Среди равнинных народов и наиболее развитых горных пле­мен были распространены разнообразные жанры фольклорно­го творчества. Фольклорное наследие тагалов — одного из са­мых развитых народов Филиппин — представлено стихотворны­ми пословицами, загадками, песнями, театрализованными дра­матическими представлениями. Эти последние носили стихо­творную форму, сопровождались пением и танцами. Наиболее распространенным их видом был карагатан — род поэтического состязания (на определенный сюжет), в котором участвовали мужчины и женщины. Жанр эпической поэзии получил разви­тие среди илоков, населявших северо-западные приморские районы Лусона, и ифугао, одного из наиболее крупных и разви­тых горных народов Лусона.

Непременным атрибутом всех обрядовых и культовых цере­моний повсюду на архипелаге были музыка и танцы. Испан­ские авторы отмечали обилие и разнообразие местных музы­кальных инструментов. Пигафетта писал, что жители Себу изготовляли многочисленные разновидности цимбал. Один из испанских хроникеров XVI в. сообщал, что на о-ве Самар все танцы сопровождались аккомпанементом на музыкальных инст­рументах, похожих на европейские гитары. Почти повсеместно на Лусоне и Висайских островах археологи находят древний и, по-видимому, один из самых популярных музыкальных инстру­ментов — кудьяпи (струнный инструмент, напоминающий гита­ру), который сохранился теперь только у тагалов и стал в та­гальской литературе поэтическим символом.
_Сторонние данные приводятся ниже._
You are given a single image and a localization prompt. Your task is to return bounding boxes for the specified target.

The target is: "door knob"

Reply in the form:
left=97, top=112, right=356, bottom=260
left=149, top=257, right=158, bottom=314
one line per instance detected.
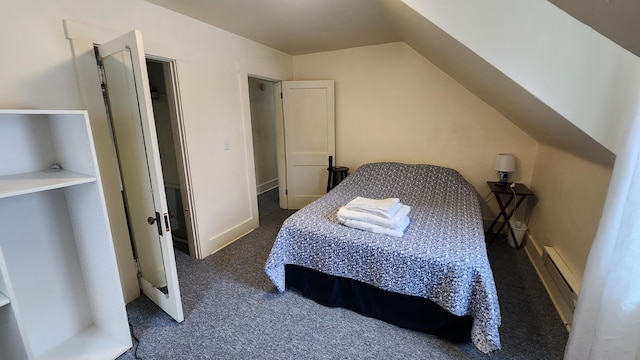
left=147, top=212, right=162, bottom=235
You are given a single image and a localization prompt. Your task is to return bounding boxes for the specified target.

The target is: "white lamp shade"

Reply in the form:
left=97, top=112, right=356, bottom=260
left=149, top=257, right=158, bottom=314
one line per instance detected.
left=495, top=154, right=516, bottom=172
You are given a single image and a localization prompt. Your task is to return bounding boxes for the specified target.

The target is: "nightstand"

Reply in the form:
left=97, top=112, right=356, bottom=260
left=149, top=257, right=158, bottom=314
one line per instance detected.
left=487, top=181, right=534, bottom=249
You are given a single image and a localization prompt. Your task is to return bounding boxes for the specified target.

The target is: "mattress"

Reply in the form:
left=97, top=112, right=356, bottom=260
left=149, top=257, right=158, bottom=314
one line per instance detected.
left=265, top=163, right=501, bottom=353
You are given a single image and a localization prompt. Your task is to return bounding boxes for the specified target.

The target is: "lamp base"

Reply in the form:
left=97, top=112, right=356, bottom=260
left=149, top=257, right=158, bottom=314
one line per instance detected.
left=498, top=171, right=509, bottom=185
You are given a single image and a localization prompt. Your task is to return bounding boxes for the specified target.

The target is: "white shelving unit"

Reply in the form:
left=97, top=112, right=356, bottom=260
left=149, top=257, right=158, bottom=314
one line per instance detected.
left=0, top=110, right=131, bottom=360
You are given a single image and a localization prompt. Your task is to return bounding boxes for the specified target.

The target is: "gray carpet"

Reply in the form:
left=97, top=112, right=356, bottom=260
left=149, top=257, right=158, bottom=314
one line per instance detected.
left=118, top=191, right=568, bottom=360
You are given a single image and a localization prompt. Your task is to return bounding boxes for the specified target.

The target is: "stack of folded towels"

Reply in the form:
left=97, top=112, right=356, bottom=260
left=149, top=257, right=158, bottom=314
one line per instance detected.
left=338, top=197, right=411, bottom=237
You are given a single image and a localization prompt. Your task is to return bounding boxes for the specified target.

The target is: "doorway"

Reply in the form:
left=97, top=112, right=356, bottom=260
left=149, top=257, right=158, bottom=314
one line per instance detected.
left=248, top=77, right=279, bottom=208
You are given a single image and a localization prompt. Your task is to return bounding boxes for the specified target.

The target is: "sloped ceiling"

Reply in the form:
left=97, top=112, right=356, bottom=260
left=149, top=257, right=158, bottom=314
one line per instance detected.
left=146, top=0, right=640, bottom=166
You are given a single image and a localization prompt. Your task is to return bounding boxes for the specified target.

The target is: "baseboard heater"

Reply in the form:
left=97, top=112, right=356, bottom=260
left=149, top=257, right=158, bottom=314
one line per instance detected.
left=543, top=246, right=580, bottom=325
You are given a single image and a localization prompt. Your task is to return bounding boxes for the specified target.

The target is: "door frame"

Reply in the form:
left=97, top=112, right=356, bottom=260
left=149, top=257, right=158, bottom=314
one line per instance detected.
left=145, top=54, right=201, bottom=259
left=236, top=62, right=286, bottom=224
left=63, top=20, right=201, bottom=303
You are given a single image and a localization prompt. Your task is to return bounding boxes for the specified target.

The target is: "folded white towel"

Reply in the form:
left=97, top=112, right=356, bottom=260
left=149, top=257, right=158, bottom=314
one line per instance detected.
left=338, top=204, right=411, bottom=229
left=345, top=196, right=402, bottom=219
left=341, top=215, right=409, bottom=237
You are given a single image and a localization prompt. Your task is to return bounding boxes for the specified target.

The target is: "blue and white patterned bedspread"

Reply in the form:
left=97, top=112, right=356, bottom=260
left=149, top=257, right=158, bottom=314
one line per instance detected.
left=265, top=163, right=501, bottom=353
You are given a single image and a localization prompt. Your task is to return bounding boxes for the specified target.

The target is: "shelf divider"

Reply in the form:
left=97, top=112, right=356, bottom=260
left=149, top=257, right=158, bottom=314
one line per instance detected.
left=0, top=170, right=96, bottom=199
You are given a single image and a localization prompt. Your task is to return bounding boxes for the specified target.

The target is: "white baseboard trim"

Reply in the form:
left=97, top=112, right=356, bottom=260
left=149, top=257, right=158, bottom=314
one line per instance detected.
left=203, top=218, right=259, bottom=256
left=524, top=231, right=573, bottom=331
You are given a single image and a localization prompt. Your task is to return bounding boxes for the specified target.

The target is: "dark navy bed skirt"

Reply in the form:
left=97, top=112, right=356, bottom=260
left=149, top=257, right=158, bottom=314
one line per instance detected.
left=285, top=264, right=473, bottom=343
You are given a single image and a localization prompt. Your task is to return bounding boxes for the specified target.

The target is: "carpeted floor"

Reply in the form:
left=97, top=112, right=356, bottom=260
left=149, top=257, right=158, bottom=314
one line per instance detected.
left=118, top=191, right=568, bottom=360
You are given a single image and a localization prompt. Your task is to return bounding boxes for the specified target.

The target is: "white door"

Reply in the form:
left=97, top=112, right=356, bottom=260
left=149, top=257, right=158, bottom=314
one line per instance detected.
left=98, top=30, right=184, bottom=322
left=282, top=80, right=336, bottom=209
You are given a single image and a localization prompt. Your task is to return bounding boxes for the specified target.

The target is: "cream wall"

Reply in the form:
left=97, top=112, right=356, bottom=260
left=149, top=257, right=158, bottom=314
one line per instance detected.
left=529, top=144, right=613, bottom=284
left=293, top=43, right=537, bottom=201
left=0, top=0, right=292, bottom=300
left=402, top=0, right=640, bottom=154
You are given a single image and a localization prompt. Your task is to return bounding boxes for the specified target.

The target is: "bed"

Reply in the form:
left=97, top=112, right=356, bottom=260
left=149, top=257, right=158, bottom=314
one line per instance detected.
left=265, top=163, right=501, bottom=353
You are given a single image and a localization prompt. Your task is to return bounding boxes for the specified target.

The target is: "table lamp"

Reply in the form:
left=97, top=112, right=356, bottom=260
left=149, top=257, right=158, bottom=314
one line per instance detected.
left=495, top=154, right=516, bottom=185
До прихода испанцев в северных   и   центральных   районах Филиппин еще не сложилось единой религии. Религиозные воз­зрения их жителей в целом основывались на анимизме. У пле­мен, находившихся на различных стадиях разложения перво­бытнообщинного строя, из чисто   анимистических   представле­ний   возник   политеизм — поклонение   сонму   божеств,   хотя   и сохранялась прежняя вера в многочисленных духов, которые за­няли место, следующее за богами. Каждое божество наделя­лось   определенными   функциями,   связанными    с   различными сферами человеческой жизни и деятельности (боги земледелия, дождя, урожая, войны, огня, любви, смерти и т. д.). Обожеств­лялись небесные светила, животные (крокодилы, акулы) и пти­цы. У развитых народов сложилась идея верховного божества, возвышающегося над остальными богами. У тагалов существо­вал культ верховного божества Батхала — творца земли и че­ловека. Весь окружающий мир филиппинцы населяли множест­вом духов (у тагалов они называются анито, у висайя — дивата) — покровителей жилищ, домашнего очага, лесов, рек, мо­рей, полей, пещер и т. д.

Широко распространено было среди филиппинцев почитание предков. Духам предков поклонялись как существам божест­венного порядка, выполняющим роль посредников между людьми и высшими сверхъестественными силами. Им воздава­лись ритуальные почести (из камня, кости, дерева вырезали идолов в память умерших, специальные подношения из пищи и вина приносили на могилы и т. п.). У многих племен сущест­вовали вера в загробную жизнь, понятие рая, идея вознаграж­дения в потустороннем мире. Храмовых сооружений, постоян­ных мест для ритуальных церемоний у филиппинцев не было, отсутствовало жреческое сословие. Религиозными ритуалами и обрядами жертвоприношений (состоявших обычно из рисового вина, фруктов, заколотых свиней, кур, иногда золота) руково­дили старые, почитаемые члены общины, обычно женщины, ре­же — мужчины, исполнявшие фактически функции жрецов.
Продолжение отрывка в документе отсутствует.